- Born: 12 November 1896 Benaguasil, Valencia, Spain
- Died: 16 April 1975 (aged 78) Valencia, Spain

= Vicente Garrido Pastor =

Vicente Garrido Pastor (12 November 1896 - 16 April 1975) was a Spanish Roman Catholic priest and the founder of the Secular Institute of the Workers of the Cross. Garrido served as a parish priest and teacher before becoming the canon for the Valencia Cathedral where he often spent long hours listening to confessions. He was also a sought after spiritual director with priests and married couples going to see him for consultation. Garrido founded his order in 1934 with the aim of Christian sanctification for all people with a particular emphasis on the role of women in the Church.

The beatification process for Garrido opened in Valencia in 1989; on 14 June 2016 Pope Francis acknowledged his heroic virtue and named him as venerable.

==Life==
Isidro Vicente was born on 12 November 1896 in Benaguasil in the Valencia province in Spain as the last of seven children to Isidro Garrido and Desamparados (or Amparo) Pastor.

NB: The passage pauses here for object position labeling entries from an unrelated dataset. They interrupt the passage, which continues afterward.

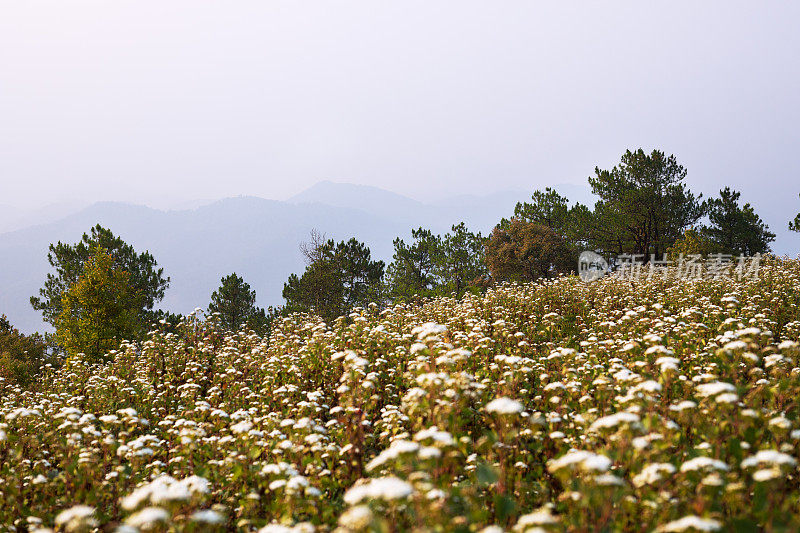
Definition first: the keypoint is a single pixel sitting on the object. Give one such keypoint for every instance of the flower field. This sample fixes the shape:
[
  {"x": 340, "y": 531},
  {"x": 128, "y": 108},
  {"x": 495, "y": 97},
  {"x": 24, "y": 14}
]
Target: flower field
[{"x": 656, "y": 405}]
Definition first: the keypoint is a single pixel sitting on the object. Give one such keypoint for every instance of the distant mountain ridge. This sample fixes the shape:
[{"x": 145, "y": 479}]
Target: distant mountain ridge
[{"x": 258, "y": 239}]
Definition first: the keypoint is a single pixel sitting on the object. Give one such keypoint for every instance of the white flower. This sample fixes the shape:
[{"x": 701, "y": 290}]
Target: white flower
[
  {"x": 208, "y": 516},
  {"x": 703, "y": 463},
  {"x": 356, "y": 518},
  {"x": 440, "y": 437},
  {"x": 767, "y": 474},
  {"x": 769, "y": 458},
  {"x": 691, "y": 522},
  {"x": 582, "y": 460},
  {"x": 712, "y": 389},
  {"x": 148, "y": 517},
  {"x": 504, "y": 406},
  {"x": 76, "y": 517},
  {"x": 386, "y": 488},
  {"x": 653, "y": 473},
  {"x": 165, "y": 489},
  {"x": 540, "y": 517},
  {"x": 395, "y": 449},
  {"x": 612, "y": 421}
]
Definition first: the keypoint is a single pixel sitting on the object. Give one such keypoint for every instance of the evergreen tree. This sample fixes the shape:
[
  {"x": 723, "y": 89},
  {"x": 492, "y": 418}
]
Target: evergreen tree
[
  {"x": 337, "y": 278},
  {"x": 460, "y": 265},
  {"x": 68, "y": 260},
  {"x": 644, "y": 205},
  {"x": 526, "y": 251},
  {"x": 794, "y": 225},
  {"x": 734, "y": 229},
  {"x": 98, "y": 311},
  {"x": 412, "y": 271},
  {"x": 234, "y": 301},
  {"x": 21, "y": 356}
]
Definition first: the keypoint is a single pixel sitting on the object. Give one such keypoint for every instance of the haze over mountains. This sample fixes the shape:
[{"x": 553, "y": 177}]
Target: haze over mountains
[{"x": 257, "y": 238}]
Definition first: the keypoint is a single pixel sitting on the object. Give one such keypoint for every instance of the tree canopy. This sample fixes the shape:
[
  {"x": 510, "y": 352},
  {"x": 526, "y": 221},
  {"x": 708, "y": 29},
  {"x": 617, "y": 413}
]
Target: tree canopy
[
  {"x": 68, "y": 261},
  {"x": 102, "y": 308},
  {"x": 21, "y": 356},
  {"x": 736, "y": 229},
  {"x": 234, "y": 301},
  {"x": 436, "y": 265},
  {"x": 338, "y": 276},
  {"x": 526, "y": 251},
  {"x": 644, "y": 205}
]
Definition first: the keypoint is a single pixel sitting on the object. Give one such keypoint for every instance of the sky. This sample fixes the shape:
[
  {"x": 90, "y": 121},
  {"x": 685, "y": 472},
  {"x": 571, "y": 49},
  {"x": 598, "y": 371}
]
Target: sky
[{"x": 159, "y": 102}]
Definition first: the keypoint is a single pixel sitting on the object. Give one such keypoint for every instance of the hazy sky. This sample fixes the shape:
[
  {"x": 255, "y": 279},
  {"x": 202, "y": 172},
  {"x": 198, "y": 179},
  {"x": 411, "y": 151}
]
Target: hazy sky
[{"x": 155, "y": 101}]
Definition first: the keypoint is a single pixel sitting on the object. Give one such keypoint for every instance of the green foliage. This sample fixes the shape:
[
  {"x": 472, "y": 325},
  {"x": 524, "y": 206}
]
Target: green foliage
[
  {"x": 794, "y": 225},
  {"x": 548, "y": 208},
  {"x": 234, "y": 301},
  {"x": 68, "y": 261},
  {"x": 662, "y": 405},
  {"x": 435, "y": 265},
  {"x": 693, "y": 242},
  {"x": 413, "y": 271},
  {"x": 734, "y": 229},
  {"x": 461, "y": 266},
  {"x": 526, "y": 251},
  {"x": 102, "y": 308},
  {"x": 21, "y": 356},
  {"x": 337, "y": 278},
  {"x": 644, "y": 205}
]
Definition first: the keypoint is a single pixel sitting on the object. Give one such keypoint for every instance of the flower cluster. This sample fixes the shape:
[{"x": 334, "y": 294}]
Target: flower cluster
[{"x": 665, "y": 404}]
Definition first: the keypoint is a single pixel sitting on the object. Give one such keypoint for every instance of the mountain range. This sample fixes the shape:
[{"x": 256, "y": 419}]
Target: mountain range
[{"x": 256, "y": 238}]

In 1910 he commenced his ecclesial studies and later received his ordination to the priesthood] on 12 June 1921 in the metropolitan cathedral from Enrique Reig y Casanova. He served as a vicar first in Benimassot and later served for a few months as the coadjutor vicar for Albaida all spanning between 1922 and 1936 when the Spanish Civil War broke out. Garrido obtained a doctorate for his theological studies from the Universidad Pontificia de Valencia in 1922 and afterwards began teaching seminarians as a professor for both religious and philosophical studies. He was also an active promoter of women in the life of the Church and sought to help expand their role in the church's mission.

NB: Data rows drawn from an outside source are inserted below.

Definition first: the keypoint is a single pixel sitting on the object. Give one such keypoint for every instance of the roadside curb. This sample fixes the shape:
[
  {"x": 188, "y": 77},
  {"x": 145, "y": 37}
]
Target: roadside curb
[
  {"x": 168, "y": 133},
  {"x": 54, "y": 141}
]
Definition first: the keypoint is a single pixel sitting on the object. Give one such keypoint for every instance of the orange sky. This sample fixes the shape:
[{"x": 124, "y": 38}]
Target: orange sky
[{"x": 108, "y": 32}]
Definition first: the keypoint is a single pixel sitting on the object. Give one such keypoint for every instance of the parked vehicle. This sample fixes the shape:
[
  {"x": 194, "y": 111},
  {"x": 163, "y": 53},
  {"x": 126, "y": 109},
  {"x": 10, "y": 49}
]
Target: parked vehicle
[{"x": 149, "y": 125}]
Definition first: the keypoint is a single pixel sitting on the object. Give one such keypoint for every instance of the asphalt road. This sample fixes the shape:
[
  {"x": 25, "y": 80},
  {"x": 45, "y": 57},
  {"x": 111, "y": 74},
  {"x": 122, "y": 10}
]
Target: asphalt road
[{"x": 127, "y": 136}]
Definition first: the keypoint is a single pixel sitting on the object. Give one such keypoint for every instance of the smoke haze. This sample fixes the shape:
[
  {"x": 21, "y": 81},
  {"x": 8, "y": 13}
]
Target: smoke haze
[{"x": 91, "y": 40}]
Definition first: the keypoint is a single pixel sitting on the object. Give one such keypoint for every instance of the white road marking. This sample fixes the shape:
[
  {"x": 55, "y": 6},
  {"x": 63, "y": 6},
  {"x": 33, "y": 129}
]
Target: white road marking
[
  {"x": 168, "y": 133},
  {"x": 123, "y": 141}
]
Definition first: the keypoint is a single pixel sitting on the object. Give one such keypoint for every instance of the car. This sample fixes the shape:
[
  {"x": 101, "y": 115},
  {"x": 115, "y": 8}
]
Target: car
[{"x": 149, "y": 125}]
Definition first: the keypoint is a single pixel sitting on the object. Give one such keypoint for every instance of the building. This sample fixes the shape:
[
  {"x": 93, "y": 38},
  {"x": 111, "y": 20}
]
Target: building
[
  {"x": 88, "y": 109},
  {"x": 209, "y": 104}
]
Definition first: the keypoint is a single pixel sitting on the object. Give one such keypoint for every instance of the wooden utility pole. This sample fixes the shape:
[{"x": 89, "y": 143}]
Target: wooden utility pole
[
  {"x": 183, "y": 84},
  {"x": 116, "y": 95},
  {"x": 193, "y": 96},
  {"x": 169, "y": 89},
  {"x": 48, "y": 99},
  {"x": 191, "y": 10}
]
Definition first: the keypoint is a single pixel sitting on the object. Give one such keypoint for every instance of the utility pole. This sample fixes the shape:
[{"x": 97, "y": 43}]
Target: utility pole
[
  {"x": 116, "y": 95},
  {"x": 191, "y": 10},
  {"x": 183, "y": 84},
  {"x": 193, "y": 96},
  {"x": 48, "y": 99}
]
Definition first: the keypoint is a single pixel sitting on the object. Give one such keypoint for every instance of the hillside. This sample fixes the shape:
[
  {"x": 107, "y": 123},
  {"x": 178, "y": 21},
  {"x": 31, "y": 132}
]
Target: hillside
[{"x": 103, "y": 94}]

Garrido became a canon in 1956 for the metropolitan cathedral. The Archbishop of Valencia, José María García Lahiguera, expressed his admiration and respect for Garrido and noted that he was a good listener and was also an encouraging spiritual director who valued the spiritual growth of his people. Garrido had also been organizing the Spiritual Exercises of Ignatius of Loyola following the conclusion of the Spanish Civil War. Garrido once helped prepare some girls for their First Communion and asked if some of them were willing to dedicate themselves to God in their lives. Garrido was surprised when one girl, María Francisca Ricart Olmos, raised her hand and replied that she would do so (she became a Servite sister which was killed during the Spanish Civil War).

Garrido founded the Secular Institute of the Workers of the Cross on 13 June 1934; it received diocesan approval on 21 October 1964 from Archbishop Marcelino Olaechea and then the papal decree of praise from Pope Paul VI on 12 June 1971.

He suffered from a painful illness a month before his death on 16 April 1975 and Archbishop Lahiguera celebrated his funeral with 100 priests in attendance. His remains are now housed in the Capilla de la Santa Cruz in Moncada in Valencia.

==Beatification process==
The beatification process was launched on 28 February 1989 after the Congregation for the Causes of Saints titled Garrido as a Servant of God after having issued the official nihil obstat edict for the cause to begin. The Archbishop of Valencia Miguel Roca Cabanellas inaugurated the diocesan process on 12 June 1990 which Cardinal Agustín García-Gasco Vicente closed on 14 September 1999. The Congregation declared the process valid in a decree issued on 20 October 2000 and received the positio for additional assessment. Garrido became titled as venerable on 14 June 2016 after Pope Francis confirmed that the late priest had lived a life of heroic virtue.

A possible miracle due to Garrido's invocation was investigated in Valencia from 2012 to 2013 and the Congregtaoin validated that diocesan investigation on 9 May 2014. The postulator of the cause is Silvia Mónica Correale.